Warum Kühe auf dem Speiseplan stehen, aber es viele davor ekelt, Pferde zu essen, liegt nicht am Fleisch - sondern an unserer Historie.

Was hat ein Rind, das ein Pferd nicht hat? Millionenfach wird es genussvoll in Hamburgern verspeist. Oder in Lasagne. Ganz anders das Pferd: Verbraucherschützer, Landwirtschaftsexperten und Medienleute nennen es "Fleischskandal", wenn Fertignudelgerichte mit Pferde- statt Rinderhack gefüllt sind.

Der Skandal liegt in der falschen Kennzeichnung, nicht am Pferdefleisch an sich. Magere Stücke sind fettärmer als Rindfleisch und enthalten mehr wertvolles Eisen. Dennoch passt das Pferd offenbar nicht so recht in den Speiseplan - viele Menschen ekelt die Vorstellung, Pferdefleisch zu essen. Das mag zum einen an der Reiterei liegen, zum anderen passt es zur unterschiedlichen Kulturgeschichte der beiden Nutztiere.

Die ersten Hausrinder wurden vor gut 10.000 Jahren im Nahen Osten domestiziert. Als Fleischlieferanten bereicherten sie Ackerbau und Viehzucht, erst später wurden sie auch vor Pflug oder Wagen gespannt. Vor knapp 6000 Jahren machten sich eurasische Steppenvölker das Pferd zum Untertan. Das belegen Knochenfunde aus Gebieten, die heute zu Russland, Kasachstan, der Ukraine und Rumänien gehören. Spuren von Lederriemen am Unterkiefer der Pferdeschädel belegen, dass die Pferde bereits als Reittiere dienten. Anders als beim Rind stand die Nutzung der Muskelkraft im Vordergrund: Als schnelles Zug- und Reittier revolutionierten Pferde den prähistorischen Personen- und Warenverkehr.

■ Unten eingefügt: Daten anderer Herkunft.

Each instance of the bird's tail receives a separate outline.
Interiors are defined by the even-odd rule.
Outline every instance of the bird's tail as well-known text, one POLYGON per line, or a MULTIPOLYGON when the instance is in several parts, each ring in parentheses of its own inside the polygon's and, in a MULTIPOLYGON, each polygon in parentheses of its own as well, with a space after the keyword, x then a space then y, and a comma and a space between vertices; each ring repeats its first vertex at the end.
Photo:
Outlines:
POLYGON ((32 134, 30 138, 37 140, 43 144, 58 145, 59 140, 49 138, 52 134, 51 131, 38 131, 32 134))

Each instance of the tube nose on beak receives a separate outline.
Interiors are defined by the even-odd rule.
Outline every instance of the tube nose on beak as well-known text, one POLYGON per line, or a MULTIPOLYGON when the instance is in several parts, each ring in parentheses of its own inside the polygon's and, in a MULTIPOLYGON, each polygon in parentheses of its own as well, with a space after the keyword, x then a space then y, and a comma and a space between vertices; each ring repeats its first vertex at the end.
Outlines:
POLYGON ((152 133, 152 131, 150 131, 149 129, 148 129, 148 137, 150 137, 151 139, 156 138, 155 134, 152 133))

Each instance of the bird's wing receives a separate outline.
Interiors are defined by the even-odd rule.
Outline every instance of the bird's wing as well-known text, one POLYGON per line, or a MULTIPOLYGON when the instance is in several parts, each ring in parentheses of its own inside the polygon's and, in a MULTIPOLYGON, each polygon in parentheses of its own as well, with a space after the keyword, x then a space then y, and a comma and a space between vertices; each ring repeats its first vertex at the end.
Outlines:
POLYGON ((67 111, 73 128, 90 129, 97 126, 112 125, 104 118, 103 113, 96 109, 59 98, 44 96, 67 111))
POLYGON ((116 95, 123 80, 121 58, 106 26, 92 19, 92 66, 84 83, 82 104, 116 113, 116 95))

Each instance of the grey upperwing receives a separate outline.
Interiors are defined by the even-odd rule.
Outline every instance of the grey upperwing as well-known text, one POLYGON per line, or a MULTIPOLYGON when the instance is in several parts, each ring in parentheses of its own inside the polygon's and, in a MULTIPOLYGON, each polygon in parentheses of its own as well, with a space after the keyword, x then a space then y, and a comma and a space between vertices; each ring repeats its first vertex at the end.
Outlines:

Der Anblick von anmutigen Vollblütern, die in imposanter Haltung über die Reitbahn zu schweben scheinen, passt nicht zu dem Gedanken, dass die stolzen Tiere eines Tages in der Wurst landen könnten. Zumindest abseits des Hochleistungssports ist das aber durchaus üblich: Jeder Pferdehalter muss sich frühzeitig entscheiden, ob er sein Tier am Lebensende an den Schlachthof verkaufen oder das tote Tier vom Abdecker beseitigen lassen will. Soll es nach seinem Tod noch als Lebensmittel dienen, so ist der Einsatz von einigen Medikamenten tabu, und alle Behandlungen müssen im Pferdepass eingetragen sein. Doch vielen Pferdefreunden ist die Verwertung ihres Lieblings ein Graus; einige nehmen sogar Geld in die Hand und finanzieren ihm ein Alterswohnsitz auf dem Gnadenhof.

Diese Gnade wird Rindern nicht zuteil. Dass ihr Einsatz als Reittier in der Domestikation keine Rolle spielte, lässt sich beim Rodeo eindrucksvoll nachempfinden. Die Stiere entfalten dabei eine eindrucksvolle Vitalität, ähnlich wie bei spanischen Stierkämpfen. Repräsentativ für die Rinderhaltung sind diese Beispiele jedoch nicht. Vielmehr bieten die massigen Tiere viel Substanz für reichhaltige Mahlzeiten. Um den Fleischansatz zu optimieren, trennte die Züchtung die Rinderwelt in Mast- und Milchvieh. In Europa ist vor allem die Milchkuhhaltung stark entwickelt und gilt als wichtigste Branche der Landwirtschaft.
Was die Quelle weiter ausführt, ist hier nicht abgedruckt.